Prototyping and evaluation of adaptability of a soft plastic T-strap for ankle-foot orthosis

Ayumu Hoshi 1,*, Minoru Murayama 1
PMCID: PMC12045613  PMID: 40322583

Abstract

[Purpose] We previously confirmed that a plastic ankle-foot orthosis with a joint having a built-in T-strap could correct ankle joint supination in able-bodied participants during stance phase without initial contact. In the present study, we examined the adaptability of a newly prototyped T-strap made of soft thermoplastic resin (plastic ankle-foot orthosis T-strap) by evaluating the pressure exerted on the center of the lateral malleolus.

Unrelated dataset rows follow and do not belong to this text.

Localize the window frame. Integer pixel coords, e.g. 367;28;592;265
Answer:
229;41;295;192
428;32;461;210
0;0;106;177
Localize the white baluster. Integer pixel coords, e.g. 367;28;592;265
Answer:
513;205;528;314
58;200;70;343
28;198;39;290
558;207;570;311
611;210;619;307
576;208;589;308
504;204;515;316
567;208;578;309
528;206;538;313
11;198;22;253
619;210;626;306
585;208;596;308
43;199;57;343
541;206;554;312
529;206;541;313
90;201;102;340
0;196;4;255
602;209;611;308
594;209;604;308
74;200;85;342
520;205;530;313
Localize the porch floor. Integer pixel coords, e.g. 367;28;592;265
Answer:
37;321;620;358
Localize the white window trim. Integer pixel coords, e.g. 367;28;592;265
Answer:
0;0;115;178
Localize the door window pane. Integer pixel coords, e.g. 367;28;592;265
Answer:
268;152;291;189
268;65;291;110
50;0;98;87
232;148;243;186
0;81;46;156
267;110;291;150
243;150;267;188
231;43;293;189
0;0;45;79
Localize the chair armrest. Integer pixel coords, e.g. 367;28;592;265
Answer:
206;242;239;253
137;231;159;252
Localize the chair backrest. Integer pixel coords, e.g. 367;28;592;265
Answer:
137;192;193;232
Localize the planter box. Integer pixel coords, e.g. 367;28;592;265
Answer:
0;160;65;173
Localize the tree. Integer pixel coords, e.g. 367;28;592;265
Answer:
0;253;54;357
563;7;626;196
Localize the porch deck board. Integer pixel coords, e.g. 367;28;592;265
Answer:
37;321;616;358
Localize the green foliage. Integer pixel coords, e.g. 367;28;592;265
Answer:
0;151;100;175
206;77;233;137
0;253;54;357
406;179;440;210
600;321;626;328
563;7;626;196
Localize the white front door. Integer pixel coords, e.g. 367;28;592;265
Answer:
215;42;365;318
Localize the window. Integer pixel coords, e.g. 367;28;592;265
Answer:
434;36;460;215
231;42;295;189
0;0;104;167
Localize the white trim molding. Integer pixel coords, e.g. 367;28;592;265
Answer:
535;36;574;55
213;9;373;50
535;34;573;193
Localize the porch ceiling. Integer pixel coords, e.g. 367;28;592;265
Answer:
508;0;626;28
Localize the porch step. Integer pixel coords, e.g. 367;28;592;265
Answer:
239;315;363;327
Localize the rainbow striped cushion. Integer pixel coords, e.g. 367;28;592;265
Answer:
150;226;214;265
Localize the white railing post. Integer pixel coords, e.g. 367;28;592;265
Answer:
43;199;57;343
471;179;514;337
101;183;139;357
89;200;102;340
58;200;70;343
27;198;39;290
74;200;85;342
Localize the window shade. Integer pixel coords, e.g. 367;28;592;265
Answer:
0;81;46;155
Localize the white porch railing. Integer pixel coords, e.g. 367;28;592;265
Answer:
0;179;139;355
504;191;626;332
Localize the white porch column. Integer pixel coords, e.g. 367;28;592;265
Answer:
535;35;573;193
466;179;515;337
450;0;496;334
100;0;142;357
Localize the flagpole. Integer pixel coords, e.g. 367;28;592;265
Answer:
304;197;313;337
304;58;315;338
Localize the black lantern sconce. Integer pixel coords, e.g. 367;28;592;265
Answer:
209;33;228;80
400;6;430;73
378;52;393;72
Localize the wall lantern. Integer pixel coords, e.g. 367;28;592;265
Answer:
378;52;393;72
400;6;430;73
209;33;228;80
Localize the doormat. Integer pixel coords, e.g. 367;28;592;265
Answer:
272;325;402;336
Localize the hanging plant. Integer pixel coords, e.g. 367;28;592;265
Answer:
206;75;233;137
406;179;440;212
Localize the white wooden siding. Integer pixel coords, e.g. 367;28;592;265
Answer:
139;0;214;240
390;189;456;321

These results were compared to results obtained with a conventionally used leather T-strap. [Participants and Methods] We compared the pressure exerted on the center of the lateral malleolus by the plastic ankle-foot orthosis T-strap and a leather T-strap on one leg of each of eight able-bodied participants. Each leg was cast to fabricate eight custom ankle-foot orthoses. [Results] The applied pressure was significantly reduced with the plastic ankle-foot orthosis T-strap than that with the leather T-strap in all three phases—loading response, mid-stance, and terminal stance. [Conclusion] The plastic ankle-foot orthosis T-strap displayed better adaptability than did the leather T-strap. The tested plastic ankle-foot orthosis T-strap may be used as a more reliable alternative to a conventional leather T-strap.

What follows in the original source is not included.